По лицам товарищей было видно, что они не будут возражать. Что не хочется им в безвыходную темноту, а хочется только тепла этой странной комнатки, бодрящей «охотничьей» и… музыки, которая тихо играла у каждого в голове. Сторож, как будто не заметив Сашиного несогласия, продолжил.

– А чтобы не заснуть, можем байки травить. Страшные. И про музыку, конечно. Раз мы тут сплошь джазмены.

– Может, поставите что-нибудь из коллекции лучше? – боязливо попросил Альберт.

– Не поставлю и вам не советую. Но пусть это будет началом моей истории. Все-таки положено, как принимающей стороне, рассказывать первому. Вы присядьте, а ты, деловой, угости папироской.

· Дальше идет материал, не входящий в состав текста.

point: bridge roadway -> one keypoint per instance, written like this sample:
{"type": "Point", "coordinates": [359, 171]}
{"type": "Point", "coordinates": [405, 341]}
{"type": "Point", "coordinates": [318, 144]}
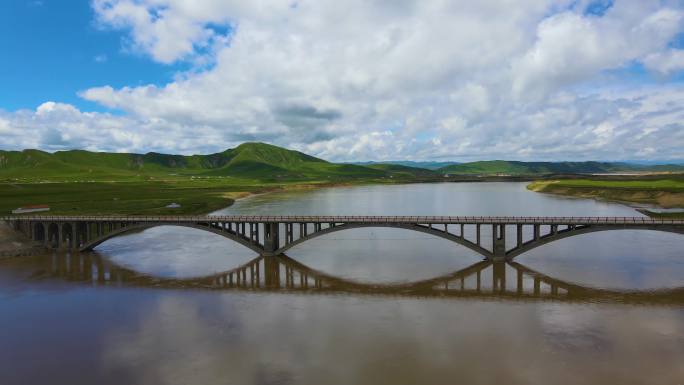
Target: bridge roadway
{"type": "Point", "coordinates": [495, 238]}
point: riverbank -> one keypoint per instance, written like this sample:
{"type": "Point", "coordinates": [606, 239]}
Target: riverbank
{"type": "Point", "coordinates": [664, 193]}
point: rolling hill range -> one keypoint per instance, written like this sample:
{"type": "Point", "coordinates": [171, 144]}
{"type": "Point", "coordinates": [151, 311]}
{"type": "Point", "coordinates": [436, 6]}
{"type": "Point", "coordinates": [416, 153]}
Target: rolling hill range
{"type": "Point", "coordinates": [265, 162]}
{"type": "Point", "coordinates": [502, 167]}
{"type": "Point", "coordinates": [247, 161]}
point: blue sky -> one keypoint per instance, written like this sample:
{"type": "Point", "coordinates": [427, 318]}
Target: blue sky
{"type": "Point", "coordinates": [415, 80]}
{"type": "Point", "coordinates": [53, 51]}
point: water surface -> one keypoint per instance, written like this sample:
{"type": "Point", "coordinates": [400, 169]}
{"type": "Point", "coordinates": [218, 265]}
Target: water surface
{"type": "Point", "coordinates": [130, 313]}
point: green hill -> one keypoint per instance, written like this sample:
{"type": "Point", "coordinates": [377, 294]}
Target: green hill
{"type": "Point", "coordinates": [248, 161]}
{"type": "Point", "coordinates": [407, 171]}
{"type": "Point", "coordinates": [502, 167]}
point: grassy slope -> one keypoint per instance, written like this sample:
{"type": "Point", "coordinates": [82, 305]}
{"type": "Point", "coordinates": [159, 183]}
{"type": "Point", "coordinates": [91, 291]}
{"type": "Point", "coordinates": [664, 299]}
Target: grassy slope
{"type": "Point", "coordinates": [249, 160]}
{"type": "Point", "coordinates": [82, 182]}
{"type": "Point", "coordinates": [667, 193]}
{"type": "Point", "coordinates": [405, 171]}
{"type": "Point", "coordinates": [542, 168]}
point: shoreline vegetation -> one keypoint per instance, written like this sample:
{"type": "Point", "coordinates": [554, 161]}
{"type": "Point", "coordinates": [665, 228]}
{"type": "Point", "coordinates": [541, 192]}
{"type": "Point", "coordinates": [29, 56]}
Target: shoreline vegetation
{"type": "Point", "coordinates": [82, 182]}
{"type": "Point", "coordinates": [651, 190]}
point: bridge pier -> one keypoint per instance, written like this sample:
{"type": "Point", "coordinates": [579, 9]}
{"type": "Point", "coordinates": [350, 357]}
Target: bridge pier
{"type": "Point", "coordinates": [499, 242]}
{"type": "Point", "coordinates": [271, 238]}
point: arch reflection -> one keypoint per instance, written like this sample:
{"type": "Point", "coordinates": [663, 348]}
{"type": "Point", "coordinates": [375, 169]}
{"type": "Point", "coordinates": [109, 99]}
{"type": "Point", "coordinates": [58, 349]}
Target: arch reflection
{"type": "Point", "coordinates": [484, 279]}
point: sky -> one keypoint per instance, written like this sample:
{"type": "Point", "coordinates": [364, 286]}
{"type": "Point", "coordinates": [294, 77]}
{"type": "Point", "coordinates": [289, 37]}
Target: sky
{"type": "Point", "coordinates": [351, 80]}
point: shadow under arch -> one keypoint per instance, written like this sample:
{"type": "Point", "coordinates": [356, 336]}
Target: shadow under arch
{"type": "Point", "coordinates": [534, 243]}
{"type": "Point", "coordinates": [411, 227]}
{"type": "Point", "coordinates": [139, 227]}
{"type": "Point", "coordinates": [484, 279]}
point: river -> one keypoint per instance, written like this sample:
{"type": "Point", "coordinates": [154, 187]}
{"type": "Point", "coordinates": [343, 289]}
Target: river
{"type": "Point", "coordinates": [609, 306]}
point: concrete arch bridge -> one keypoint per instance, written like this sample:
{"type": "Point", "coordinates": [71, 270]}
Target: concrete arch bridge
{"type": "Point", "coordinates": [495, 238]}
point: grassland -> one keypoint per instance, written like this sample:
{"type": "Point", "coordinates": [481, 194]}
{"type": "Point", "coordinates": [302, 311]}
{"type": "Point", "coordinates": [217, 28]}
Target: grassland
{"type": "Point", "coordinates": [667, 192]}
{"type": "Point", "coordinates": [82, 182]}
{"type": "Point", "coordinates": [502, 167]}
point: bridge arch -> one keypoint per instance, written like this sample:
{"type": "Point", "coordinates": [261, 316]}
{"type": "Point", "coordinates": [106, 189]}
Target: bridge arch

Генрихович протянул руку к извлеченному Сашей из кармана «самцу», отломил фильтр, прикурил от своей спички и заговорил.

* * *

Дело было во времена расцвета истории с «джазом на костях». Один паренек, у которого не было знакомых врачей и, видимо, ума, решил собрать свою фонотеку весьма экзотическим способом. Он ходил на рентген. Записывался к хирургу, поочередно жалуясь то на ногу, то на руку, то на позвоночник. Потом бежал на толкучку, где на его же костях за дополнительную плату ему нарезали музыку. Время тогда другое было. Хочешь играть джаз – играй, но вот достать пластинки… Это теперь ваши папаши их из-за бугра чемоданами прут…

Одним словом, когда паренька просветили буквально со всех сторон, врач догадался, что дело нечисто, но глубины аферы представить себе не мог. Тогда юный меломан принялся ходить по зубным да по флюорографиям, наконец стал выпрашивать снимки у друзей и коллег после профосмотра. А потом заболел. Тяжело. Буквально сгорать начал. Лежал только да одну за другой слушал пластинки – сил переворачивать и опускать иглу пока хватало. Но никакой жалости к себе у него не было. Для паренька произошедшее было абсолютно естественным ходом вещей – он уплатил по счету самым дорогим за самое дорогое.

В один день по слабости своей забыл он вытащить кипятильник из розетки. Вода выкипела, кружка перевернулась, и случился пожар. Каким-то чудом паренек все-таки проснулся, огляделся и понял, что снимки с его внутренностями, с музыкой, которая была важнее всяких внутренностей, горят. Плавятся, стекают с полок, собираются в лужицы на полу. Не смысл его жизни, а сама его жизнь – ведь каждый снимок понемногу высасывал из него здоровье.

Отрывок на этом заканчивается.